NATIVEAM 310: Stereotypes and Native Languages examines how misconceptions shape the understanding of indigenous languages
NATIVEAM 310: Stereotypes and Native Languages is a Native American Studies and the Social Sciences course that explores how stereotypes about Indigenous communities affect how their languages are perceived and analyzed. The class fulfills the LSA social sciences distribution requirement and is cross-listed as AMCULT 310: Topics in Ethnic Studies and LING 303: Social Science Topics in Linguistics.
Cherry Meyer, Native American studies assistant professor, is currently teaching the course. Meyer said the main goal of the course is to investigate how misunderstandings about Native American culture can change how Indigenous languages are researched and evaluated in an interview with The Michigan Daily.
The broader goal is just to get people exposed to Native histories and cultures and debunk these myths or these stereotypes that exist,” Meyer said. “For a lot of students, they have never had any education whatsoever about Natives in our country, which is egregious.”
The course includes learning about social and political processes that have affected Indigenous people in the past, such as language policies and residential schools, as well as technical features like the structure and systems of different Indigenous languages.
“We talk about how Native American languages enrich our understanding of language,” Meyer said. “So we talk about things like noun incorporation and like the grammatical gender … and like word order and word building processes. A lot of people only speak English, and so thinking about the way that other languages structure concepts can be very interesting.”
LSA senior Abigail Kohn told The Daily that she was motivated to take the course because she is a non-Indigenous person who grew up on colonized land, so she wanted to learn more about Indigenous language and language revitalization.

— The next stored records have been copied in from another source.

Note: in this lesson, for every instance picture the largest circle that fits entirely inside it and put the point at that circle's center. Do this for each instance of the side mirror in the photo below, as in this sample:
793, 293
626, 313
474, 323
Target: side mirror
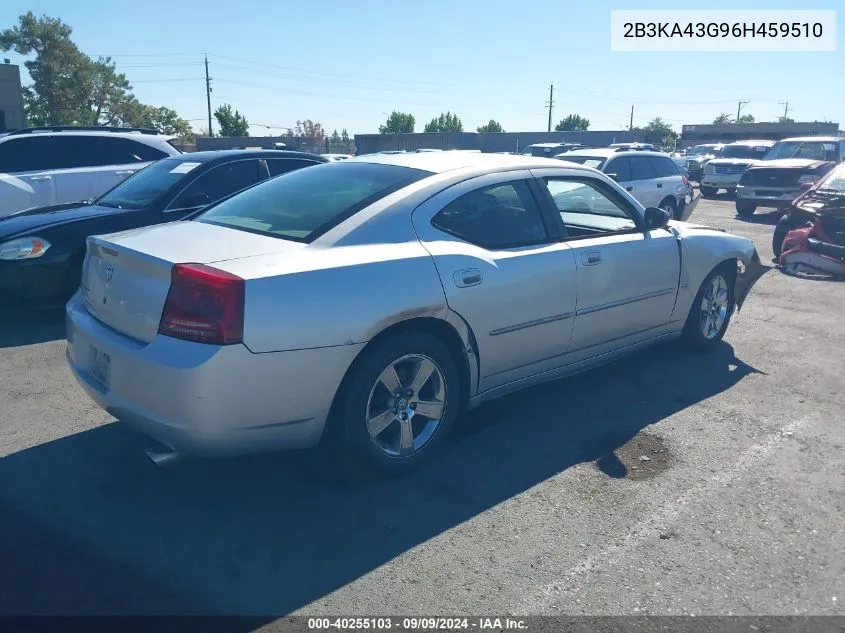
195, 200
656, 218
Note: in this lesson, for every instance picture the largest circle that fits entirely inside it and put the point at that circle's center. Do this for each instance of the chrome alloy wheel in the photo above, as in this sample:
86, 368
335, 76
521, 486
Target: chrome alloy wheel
406, 405
714, 307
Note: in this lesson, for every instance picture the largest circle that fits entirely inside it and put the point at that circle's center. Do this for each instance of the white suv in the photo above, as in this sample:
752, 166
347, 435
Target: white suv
57, 165
653, 178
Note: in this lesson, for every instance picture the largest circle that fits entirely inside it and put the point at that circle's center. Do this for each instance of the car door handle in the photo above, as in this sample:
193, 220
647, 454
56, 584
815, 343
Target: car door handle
467, 277
591, 258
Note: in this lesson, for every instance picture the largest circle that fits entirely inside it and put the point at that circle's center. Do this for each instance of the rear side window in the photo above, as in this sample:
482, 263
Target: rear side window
663, 167
100, 151
303, 204
497, 217
641, 168
279, 166
621, 167
219, 182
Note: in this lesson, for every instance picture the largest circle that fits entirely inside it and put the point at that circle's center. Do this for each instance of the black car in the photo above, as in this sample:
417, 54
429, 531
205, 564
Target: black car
42, 249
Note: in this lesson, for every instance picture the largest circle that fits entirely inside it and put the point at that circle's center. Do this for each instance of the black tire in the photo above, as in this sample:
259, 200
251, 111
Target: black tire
693, 336
671, 207
348, 430
745, 209
784, 226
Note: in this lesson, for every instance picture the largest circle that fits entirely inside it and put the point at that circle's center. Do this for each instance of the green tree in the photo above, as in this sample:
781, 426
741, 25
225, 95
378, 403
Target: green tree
398, 122
659, 131
490, 126
446, 122
231, 122
573, 123
308, 129
68, 87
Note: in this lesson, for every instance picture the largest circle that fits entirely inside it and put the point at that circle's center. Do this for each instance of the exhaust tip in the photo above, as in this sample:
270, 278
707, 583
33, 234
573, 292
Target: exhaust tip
163, 456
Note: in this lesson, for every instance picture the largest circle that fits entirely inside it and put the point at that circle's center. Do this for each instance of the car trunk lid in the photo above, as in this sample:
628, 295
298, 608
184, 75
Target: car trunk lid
126, 276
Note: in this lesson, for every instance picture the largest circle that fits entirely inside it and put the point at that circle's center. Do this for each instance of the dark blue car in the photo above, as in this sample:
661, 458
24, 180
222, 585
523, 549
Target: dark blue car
41, 250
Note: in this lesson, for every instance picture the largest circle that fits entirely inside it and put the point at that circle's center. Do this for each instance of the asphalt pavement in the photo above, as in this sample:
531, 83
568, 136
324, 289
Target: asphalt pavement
665, 483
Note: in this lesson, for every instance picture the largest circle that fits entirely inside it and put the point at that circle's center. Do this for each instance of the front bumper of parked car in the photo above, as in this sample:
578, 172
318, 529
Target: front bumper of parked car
201, 399
774, 197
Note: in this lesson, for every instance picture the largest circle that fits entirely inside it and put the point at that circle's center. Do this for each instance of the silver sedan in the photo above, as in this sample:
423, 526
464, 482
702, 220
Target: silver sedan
366, 303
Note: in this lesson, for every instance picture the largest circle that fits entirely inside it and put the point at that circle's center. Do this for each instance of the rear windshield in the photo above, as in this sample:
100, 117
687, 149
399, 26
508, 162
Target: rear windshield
149, 184
596, 162
303, 204
744, 151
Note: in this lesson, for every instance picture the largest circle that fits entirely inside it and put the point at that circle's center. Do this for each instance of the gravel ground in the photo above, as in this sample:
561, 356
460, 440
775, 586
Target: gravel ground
661, 484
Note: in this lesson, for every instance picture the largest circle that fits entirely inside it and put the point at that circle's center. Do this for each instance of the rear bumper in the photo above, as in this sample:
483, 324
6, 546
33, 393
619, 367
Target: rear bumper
721, 181
775, 197
204, 399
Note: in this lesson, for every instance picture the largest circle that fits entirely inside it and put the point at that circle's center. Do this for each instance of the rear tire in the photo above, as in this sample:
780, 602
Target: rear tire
711, 310
368, 427
784, 226
745, 209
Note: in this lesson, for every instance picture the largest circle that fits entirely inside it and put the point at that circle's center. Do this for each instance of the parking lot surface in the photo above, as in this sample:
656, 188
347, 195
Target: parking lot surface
665, 483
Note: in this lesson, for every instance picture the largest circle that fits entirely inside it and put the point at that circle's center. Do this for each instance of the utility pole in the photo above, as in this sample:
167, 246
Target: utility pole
208, 95
739, 109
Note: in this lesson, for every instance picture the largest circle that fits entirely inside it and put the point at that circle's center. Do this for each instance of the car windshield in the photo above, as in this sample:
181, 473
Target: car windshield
744, 151
596, 162
149, 184
303, 204
700, 150
815, 150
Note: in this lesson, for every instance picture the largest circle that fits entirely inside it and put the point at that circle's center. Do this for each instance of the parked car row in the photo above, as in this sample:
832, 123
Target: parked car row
266, 320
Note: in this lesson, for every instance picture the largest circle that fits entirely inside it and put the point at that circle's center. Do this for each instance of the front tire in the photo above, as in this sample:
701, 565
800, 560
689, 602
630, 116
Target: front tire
711, 310
745, 209
399, 404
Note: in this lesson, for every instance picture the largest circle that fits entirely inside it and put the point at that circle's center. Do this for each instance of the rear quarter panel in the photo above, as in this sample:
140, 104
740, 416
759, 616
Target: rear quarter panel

“I grew up in Michigan in Ann Arbor, and the history of residential schools, or even of indigenous removal from this land, was never talked about,” Kohn said. “So to hear that residential schools caused all this horrifying trauma so close to home and that it still was never taught about, and people were never educated on that, wasn’t exactly shocking, but it was definitely something that I’m glad that I learned about more now.”
Kohn explained that, while language analysis is the main focus of the course, there are sociopolitical elements to it as well.
“I took this class because I’m interested in linguistics, so I was very much approaching it from a ‘Oh, I wonder how this language works’ perspective’,” Kohn said. “But then to hear both about the way that Indigenous languages are seen by settlers, by non-Indigenous people, and then also to see the language that the Western world uses in English to describe Native people, made me realize how much more connected those ideas are than I would have necessarily thought originally.”
LSA junior Matt Briskey also took the course and told The Daily that it expanded his perspectives about Native American culture.
“My wife last year was working in the (Undergraduate Research Opportunity Program) program, and she started to talk to me about the idea of colonization of Indigenous people in America, and just what a problem that it was and still is today,” Briskey said. “So when I saw that this class was available, I thought this would be a good opportunity to learn more about the culture.”
Meyer said the intersection between language and culture is important to understanding how we perceive the world and others around us, especially in the context of colonization where the history of Indigenous people is often overlooked.
“I didn’t know that the course would kind of turn into what it is, which is just drawing people in and getting them some kind of exposure to Native American cultures,” Meyer said. “They’re not given a lot of attention or value or importance, and so showing how language is so vital to culture and identity and health and well being, I think, really opens people’s eyes to what has been done to Native cultures and how we need to fix that.”